Amid the controversy, Muslim feminists call for supporting abuse survivors but condemn the islamophobic recuperation of gender justice.
Hassan Shibly, a Syrian-American civil rights attorney and a notable Muslim-American leader, is facing accusations of domestic abuse.
On December 28, Shibly’s wife Imane Sadrati posted a plea for help on Youtube. She asked for financial support and solidarity from the Muslim community to help her escape an abusive marriage.
Sadrati shared an online fundraiser page seeking donations to support her and her children. “I got married at a very young age. However, when I was 9 months pregnant with my firstborn, my marriage became volatile and abusive,” she said.
The campaign succeeded in raising approximately $28,611 for Sadrati and her children.
In response, Shibly dismissed his wife’s claims in a Facebook post on December 29.
He explained that they are going through a “contentious” divorce process and that Sadrati is “capitalizing” on “my name recognition” to “fraudulently raise money” from the community.
While Sadrati did not share details of the alleged abuse, saying that her lawyers advised her not to, other allegations against Shibly have arisen on social media.

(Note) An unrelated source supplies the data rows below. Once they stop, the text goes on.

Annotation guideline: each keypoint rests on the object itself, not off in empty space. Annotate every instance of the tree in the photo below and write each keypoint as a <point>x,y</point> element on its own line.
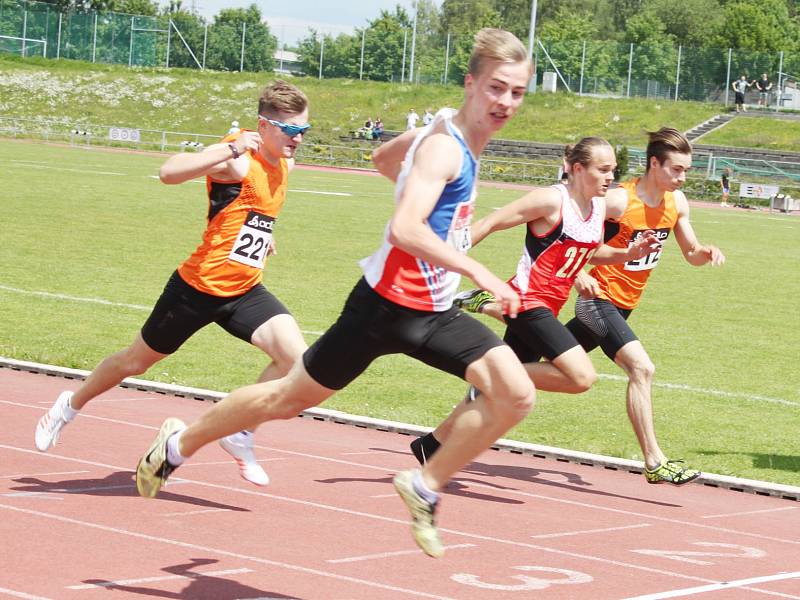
<point>762,26</point>
<point>225,41</point>
<point>384,44</point>
<point>462,19</point>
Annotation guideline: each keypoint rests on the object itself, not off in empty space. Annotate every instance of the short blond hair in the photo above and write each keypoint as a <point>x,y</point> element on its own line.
<point>497,45</point>
<point>281,97</point>
<point>667,139</point>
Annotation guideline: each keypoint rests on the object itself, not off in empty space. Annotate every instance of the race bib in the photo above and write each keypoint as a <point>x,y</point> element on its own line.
<point>460,236</point>
<point>649,261</point>
<point>252,243</point>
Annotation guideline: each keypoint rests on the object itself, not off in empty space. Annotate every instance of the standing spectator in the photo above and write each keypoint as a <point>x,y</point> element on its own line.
<point>411,119</point>
<point>725,184</point>
<point>764,85</point>
<point>377,129</point>
<point>740,87</point>
<point>366,131</point>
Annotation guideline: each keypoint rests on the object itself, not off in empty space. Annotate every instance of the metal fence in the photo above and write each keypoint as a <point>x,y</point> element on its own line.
<point>703,183</point>
<point>401,55</point>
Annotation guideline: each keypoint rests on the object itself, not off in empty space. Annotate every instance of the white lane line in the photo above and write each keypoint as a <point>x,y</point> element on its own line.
<point>749,512</point>
<point>16,594</point>
<point>200,575</point>
<point>52,168</point>
<point>707,391</point>
<point>196,512</point>
<point>724,585</point>
<point>228,462</point>
<point>96,301</point>
<point>389,554</point>
<point>322,193</point>
<point>42,474</point>
<point>221,552</point>
<point>585,531</point>
<point>404,523</point>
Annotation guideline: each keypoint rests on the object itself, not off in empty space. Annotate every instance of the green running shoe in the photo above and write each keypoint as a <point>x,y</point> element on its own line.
<point>671,471</point>
<point>422,512</point>
<point>153,468</point>
<point>473,300</point>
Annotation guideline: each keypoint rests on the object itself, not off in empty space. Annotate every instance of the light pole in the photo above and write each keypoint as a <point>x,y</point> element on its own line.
<point>531,36</point>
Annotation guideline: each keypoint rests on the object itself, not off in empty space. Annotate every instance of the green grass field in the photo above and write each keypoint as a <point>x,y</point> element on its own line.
<point>84,224</point>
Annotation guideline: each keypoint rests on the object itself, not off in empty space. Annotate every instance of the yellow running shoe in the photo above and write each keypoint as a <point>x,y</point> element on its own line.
<point>671,471</point>
<point>423,526</point>
<point>473,300</point>
<point>153,468</point>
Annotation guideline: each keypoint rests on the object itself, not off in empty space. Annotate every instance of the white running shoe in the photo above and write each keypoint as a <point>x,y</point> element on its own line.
<point>51,424</point>
<point>240,447</point>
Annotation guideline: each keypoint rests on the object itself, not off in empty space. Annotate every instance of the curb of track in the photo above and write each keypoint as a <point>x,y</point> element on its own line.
<point>752,486</point>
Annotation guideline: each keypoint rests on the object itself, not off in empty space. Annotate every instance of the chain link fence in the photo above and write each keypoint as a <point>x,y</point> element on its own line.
<point>389,52</point>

Muslim survivors of abuse: Trapped between misogyny and islamophobia
Aman Ali, an American Muslim writer and comedian stated on Facebook his support for Sadrati as a victim of “physical” and “emotional” domestic abuse.
He also claimed that Shibly approached many Muslim women asking them for “secret religious marriages” while still being married to his wife.
Ali claimed that Shibly has “pressured women into coming to his hotel room” on “numerous occasions” while attending conferences.
Lulu Al-Zahrani, an American activist said: “I have been aware of at least one of Hassan’s affairs for a few years now. My friend was one of the “other women” and she was absolutely a victim and all of this. Hassan should be ashamed for his actions, he should be ashamed for his abuses, and he should be ashamed for the way he has used Islam as a shield and a weapon against the women he has taken advantage of.”
Many groups of Muslim feminists and gender equality advocates have made public statements to support Imane Sadrati’s claims.
“Defend Muslim Survivors,” a collective advocating for Muslim domestic survivors, critiqued the complacency of Muslim leaders who choose “silence, evading responsibility, and commentary that dismisses, harms, and marginalizes survivors who come forward.”
They called for the Muslim community to “listen, support, and defend” the survivors as well as holding the abusers accountable for their actions.
Meanwhile, the Feminist Islamic Troublemakers of North America (FITNA) have condemned the instrumentalization of Muslim women’s experiences of violence by islamophobes.
Muslim women who are survivors of violence or abuse by other Muslim men are seen as “airing dirty laundry” of the community.
At the same time, when these women speak up against abuse, their statements are mobilized by islamophobic politics and media to further stigmatize the Muslim community. The feminist group added, “ We in no way condone islamophobes using our calls for gender justice within the community.”